4-Valores pragmáticos são valores de uso percebidos como qualidades, como no exemplo
da velhinha que percebe a catedral como espaço qualificante para sua prática de oração,
mas que rotineiramente são ignorados em uma sociedade que ainda não superou suas
heranças escravagistas e onde nem todos gozam de cidadania plena.

5-Valores éticos tratam das interações sociais, como acontecem e como são tratadas por
cada indivíduo em relação ao espaço do outro. A postura do guia na catedral revela que ele
não utiliza deste critério em sua ação.

Se o direito à diferença é também o direito a cultura, esta só será valida quando houver
diálogo e transformação mútua.
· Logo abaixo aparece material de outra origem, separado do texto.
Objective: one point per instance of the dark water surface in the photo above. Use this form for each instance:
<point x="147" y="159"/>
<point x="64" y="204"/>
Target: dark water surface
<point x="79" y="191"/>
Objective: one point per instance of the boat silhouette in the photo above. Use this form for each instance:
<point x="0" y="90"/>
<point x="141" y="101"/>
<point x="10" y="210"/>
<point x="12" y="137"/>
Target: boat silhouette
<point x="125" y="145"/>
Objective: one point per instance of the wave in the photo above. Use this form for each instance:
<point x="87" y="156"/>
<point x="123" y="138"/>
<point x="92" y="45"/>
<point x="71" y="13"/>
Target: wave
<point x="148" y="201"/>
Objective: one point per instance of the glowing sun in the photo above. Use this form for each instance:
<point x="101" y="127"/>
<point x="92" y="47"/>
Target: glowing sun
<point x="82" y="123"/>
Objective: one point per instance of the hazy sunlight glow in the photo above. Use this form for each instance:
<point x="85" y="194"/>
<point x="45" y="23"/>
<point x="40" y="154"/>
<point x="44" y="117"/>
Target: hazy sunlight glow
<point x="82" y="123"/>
Ulpiano cita que distinguir diversidade cultural de
diferença cultural é conveniente no sentido de não mascarar normas, valores e interesses.

Finalmente, o autor convida à reflexão sobre valores ressaltando que o valor cultural não se
opõe ao valor econômico, mas que existe sim um duelo entre a lógica da cultura que trata
da produção do sentido e comunicação e a lógica de mercado que instrumentalizada a
cultura no sentido de obter lucro monetário.

O autor estabelece neste texto, 16 anos após a publicação de “Usos culturais da cultura”,
exemplo prático e recorrente passível de acontecer em qualquer destinação turística
independente da sua valorização junto ao mercado consumidor, seja ele qual for, e que nos
convida a uma reflexão sobre como acontece nossa própria fruição e valorização e como o
resultado de nossas escolhas nos situam na sociedade em que vivemos e ainda como essa
sociedade pode ser a representação conjunta das escolhas de cada indivíduo.

Conclusão

Não há um vínculo ou viés direto dos textos de Ulpiano com meu projeto de pesquisa, mas
há sim a percepção de que seus textos representam uma oportunidade de compreender a
construção de meus próprios valores culturais e ainda como minhas escolhas podem afetar e
alterar a percepção de outros indivíduos e estes, por sua vez, também influenciarem minhas
escolhas e valores.

Talvez a percepção de objetos, lugares e pessoas como por exemplo o professor que
representa não apenas o indivíduo transferidor de conhecimento, mas também de seus
próprios valores e escolhas, sejam exemplos óbvios de como moldamos nosso próprio
conhecimento e escolhas perante o mundo, porém, muitas vezes, o óbvio é muito difícil de
ser visualizado, inclusive neste caso, onde a junção de escolha e valoração de cada indivíduo
também nos define sobre quem somos como sociedade.